| > There's a saying that one should not throw good money after bad, in this case it would seem they are refusing good money because it won't cover the bad. They are a drug development company, marketing their drugs to national government health services and private insurance companies. This is an iterative game, in game theory terms. Caving and selling at a loss just guarantees that counterparties will refuse to buy at the stated price next time too, and wait for them to cave and sell at a loss. Sitting on the drug until the parents expire and losing the entire investment rather than selling at a loss has the benefit of proving seriousness in future price negotiations. And the article mentions that the ongoing care costs for someone with this disorder is hundreds of thousands of dollars per year. In the years since they refused the $1M price tag in an attempt to drive a hard bargain, the national governments and private insurance companies have no doubt spent more than $1M per patient they refused to buy a dose for. Hardly seems like planet-destroying centaur levels of implausibility that they may eventually come around to the idea that $1M was actually a perfectly reasonable price, given the circumstances. > Also tax writeoffs exist, so I'm not sure what that R&D actually cost them?
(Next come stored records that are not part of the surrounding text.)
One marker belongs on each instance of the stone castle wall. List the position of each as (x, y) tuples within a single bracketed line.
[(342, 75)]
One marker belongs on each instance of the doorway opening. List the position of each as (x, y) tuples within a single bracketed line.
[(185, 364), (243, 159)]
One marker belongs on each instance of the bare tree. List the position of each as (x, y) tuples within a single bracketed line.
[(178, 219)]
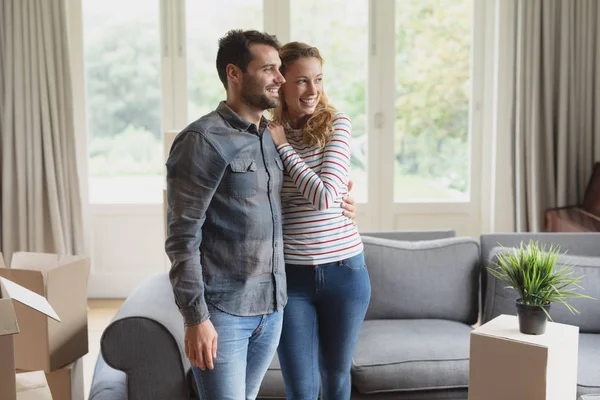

I think you have some major misunderstandings about what tax writeoffs are and how they work. |
I wouldn't make the assumption on that, given the disease is potentially deadly. I would more likely make the assumption that the private insurance companies especially did the math and figured they end up a couple hundred thousand ahead in the most likely scenarios. But I'm prone to cynicism.
>> Also tax writeoffs exist, so I'm not sure what that R&D actually cost them?
>I think you have some major misunderstandings about what tax writeoffs are and how they work.
perhaps, but I do experience that sometimes in my business it can make sense to spend money on things and make less profits in order to have less taxes to pay, on paper things might look worse off but I somehow feel that I'm doing better nonetheless.